24 I sympathise with the matters raised in Ms Laurie’s affidavit concerning the impact of the litigation upon her and her family and the other issues raised which were said to give rise to prejudice to Ms Laurie such that the amendment should not be allowed. I consider the issues the NSWALC raises in cl 22B require determination and arise in any event on both the cross-claim as amended during the original hearing and the Applicant’s Class 4 Application in relation to the consequential orders sought by the Applicant for the payment of remuneration and other expenses, inter alia. In other words, regardless of whether the amendment is allowed it is not immediately obvious that all the relief sought by the Applicant should be granted so that further argument on whether such relief can or should be granted is necessary. The parties agree that one further day of argument is needed for this purpose and 3 July 2009 has been allocated. The matter is being dealt with as efficiently as the complexity of the issues that arise allow.

25 The Applicant’s counsel relied on cases such as Queensland v JL Holdings and Bomanite and the Owners of SP 57504 v Building Insurers Guarantee Corporation [2008] NSWSC 1022 to support an argument that the prejudice caused to the Applicant is not satisfactorily compensated by costs so that the amendment ought be refused. Because of my reasoning that the outstanding issue has to be determined with or without the amendment sought by the NSWALC and how that outstanding issue came to arise in the proceedings, the circumstances those cases address of prejudice caused to one party by the actions of another party in the conduct of litigation are not relevant here.

26 I found that an amendment of the cross-claim ought be made in Laurie No 2 so that the Applicant would not be surprised by the legal argument the NSWALC seeks to run on the outstanding issue. I consider the amendments as presented now by the NSWALC ought be made and the matter proceed for one further day of final hearing on 3 July 2009. That will attempt to resolve all the issues in dispute between the parties, subject to whether the Court has jurisdiction to do so. That issue will have to be considered as part of the substantive determination of the outstanding issue. That course is in conformity with the overriding purpose of the Act as referred to in s 56(2) of the CP Act and s 57 of that Act. It also accords with the dictates of justice in s 58(2) as it will potentially lead to finality of all the issues as between the parties. In that regard it is in the interests of the Applicant that the amendments in the Further Amended Statement of Cross-Claim be allowed. It is also in accordance with s 22 of the Court Act of determining as far as possible the issues in dispute between the parties. It follows that the Defence to the Further Amended Statement of Cross-Claim of the Applicant can be relied on.
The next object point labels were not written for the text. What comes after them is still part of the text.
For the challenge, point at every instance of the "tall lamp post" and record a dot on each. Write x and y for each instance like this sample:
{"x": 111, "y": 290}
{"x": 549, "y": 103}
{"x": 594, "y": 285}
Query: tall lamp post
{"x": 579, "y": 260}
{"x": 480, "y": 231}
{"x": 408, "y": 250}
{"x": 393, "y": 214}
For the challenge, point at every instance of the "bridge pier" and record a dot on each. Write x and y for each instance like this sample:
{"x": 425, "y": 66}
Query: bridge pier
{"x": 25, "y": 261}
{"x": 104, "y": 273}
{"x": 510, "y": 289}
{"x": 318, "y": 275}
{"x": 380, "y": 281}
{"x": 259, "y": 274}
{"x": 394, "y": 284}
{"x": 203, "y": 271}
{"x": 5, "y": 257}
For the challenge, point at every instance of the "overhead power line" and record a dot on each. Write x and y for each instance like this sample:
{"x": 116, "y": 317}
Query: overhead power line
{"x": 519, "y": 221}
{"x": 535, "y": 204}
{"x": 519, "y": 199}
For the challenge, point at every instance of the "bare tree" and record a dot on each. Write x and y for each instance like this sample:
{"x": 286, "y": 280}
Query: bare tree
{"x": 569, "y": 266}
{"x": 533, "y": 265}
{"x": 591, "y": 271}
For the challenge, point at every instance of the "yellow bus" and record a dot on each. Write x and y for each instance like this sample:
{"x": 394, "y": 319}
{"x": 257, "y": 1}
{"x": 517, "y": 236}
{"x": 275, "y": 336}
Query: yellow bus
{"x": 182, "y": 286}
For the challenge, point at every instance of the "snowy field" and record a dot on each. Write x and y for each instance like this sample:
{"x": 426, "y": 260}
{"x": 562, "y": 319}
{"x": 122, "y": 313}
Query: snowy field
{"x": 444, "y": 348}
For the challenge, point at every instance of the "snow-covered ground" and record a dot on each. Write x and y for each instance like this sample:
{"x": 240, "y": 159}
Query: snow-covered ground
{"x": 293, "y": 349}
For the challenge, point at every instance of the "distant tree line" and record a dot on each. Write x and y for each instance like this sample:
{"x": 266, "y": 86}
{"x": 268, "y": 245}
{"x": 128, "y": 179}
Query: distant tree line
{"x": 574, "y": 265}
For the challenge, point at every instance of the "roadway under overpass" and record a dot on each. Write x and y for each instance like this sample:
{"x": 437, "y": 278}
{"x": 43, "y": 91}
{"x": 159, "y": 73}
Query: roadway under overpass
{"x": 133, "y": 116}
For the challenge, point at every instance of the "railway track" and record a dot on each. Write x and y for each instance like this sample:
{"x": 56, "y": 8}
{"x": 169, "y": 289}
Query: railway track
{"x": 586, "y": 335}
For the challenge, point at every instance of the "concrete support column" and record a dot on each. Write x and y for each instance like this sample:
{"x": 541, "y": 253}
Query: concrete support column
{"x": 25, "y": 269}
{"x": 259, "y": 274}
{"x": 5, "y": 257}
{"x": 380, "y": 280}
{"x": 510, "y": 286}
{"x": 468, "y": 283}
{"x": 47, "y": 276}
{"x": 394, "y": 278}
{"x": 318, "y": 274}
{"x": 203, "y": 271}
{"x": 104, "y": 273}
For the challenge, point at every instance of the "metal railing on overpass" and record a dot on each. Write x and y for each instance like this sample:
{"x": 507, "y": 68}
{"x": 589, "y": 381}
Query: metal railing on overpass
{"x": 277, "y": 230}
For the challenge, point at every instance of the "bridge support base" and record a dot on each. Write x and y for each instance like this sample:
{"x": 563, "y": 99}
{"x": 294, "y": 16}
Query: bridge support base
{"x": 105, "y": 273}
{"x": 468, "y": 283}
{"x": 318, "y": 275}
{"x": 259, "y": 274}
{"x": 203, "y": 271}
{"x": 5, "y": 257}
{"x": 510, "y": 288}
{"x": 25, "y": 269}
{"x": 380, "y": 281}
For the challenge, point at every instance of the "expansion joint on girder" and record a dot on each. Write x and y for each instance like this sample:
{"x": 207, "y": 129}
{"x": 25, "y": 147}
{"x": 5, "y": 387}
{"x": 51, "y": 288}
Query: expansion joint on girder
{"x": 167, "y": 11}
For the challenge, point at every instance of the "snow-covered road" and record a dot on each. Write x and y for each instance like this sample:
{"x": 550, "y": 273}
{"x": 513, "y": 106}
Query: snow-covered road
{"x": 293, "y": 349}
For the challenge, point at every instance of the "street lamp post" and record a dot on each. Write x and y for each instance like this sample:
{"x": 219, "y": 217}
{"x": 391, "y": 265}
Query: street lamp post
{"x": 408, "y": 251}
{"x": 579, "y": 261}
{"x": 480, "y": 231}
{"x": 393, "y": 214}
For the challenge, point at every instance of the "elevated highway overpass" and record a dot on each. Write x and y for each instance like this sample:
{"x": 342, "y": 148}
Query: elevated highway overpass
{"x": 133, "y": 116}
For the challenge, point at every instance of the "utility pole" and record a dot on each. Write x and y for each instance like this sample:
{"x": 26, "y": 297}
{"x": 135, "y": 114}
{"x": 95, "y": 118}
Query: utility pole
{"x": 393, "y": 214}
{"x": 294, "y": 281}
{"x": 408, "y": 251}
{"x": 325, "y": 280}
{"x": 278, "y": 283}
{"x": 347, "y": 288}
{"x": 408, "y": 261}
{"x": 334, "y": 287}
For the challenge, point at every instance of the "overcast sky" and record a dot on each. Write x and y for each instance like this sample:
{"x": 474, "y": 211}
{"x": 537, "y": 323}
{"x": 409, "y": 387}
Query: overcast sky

27 The Applicant argues that its costs of this argument on whether to allow the amendment and of all the proceedings since 4 May 2009 ought be paid by the NSWALC on an indemnity basis if the NSWALC is able to rely on these amendments. I consider each party should pay its own costs of the argument on the amendment. As I do not consider there is delay in the conduct of the NSWALC in causing the amendments to be brought forward I do not consider it is appropriate that any further costs order be made.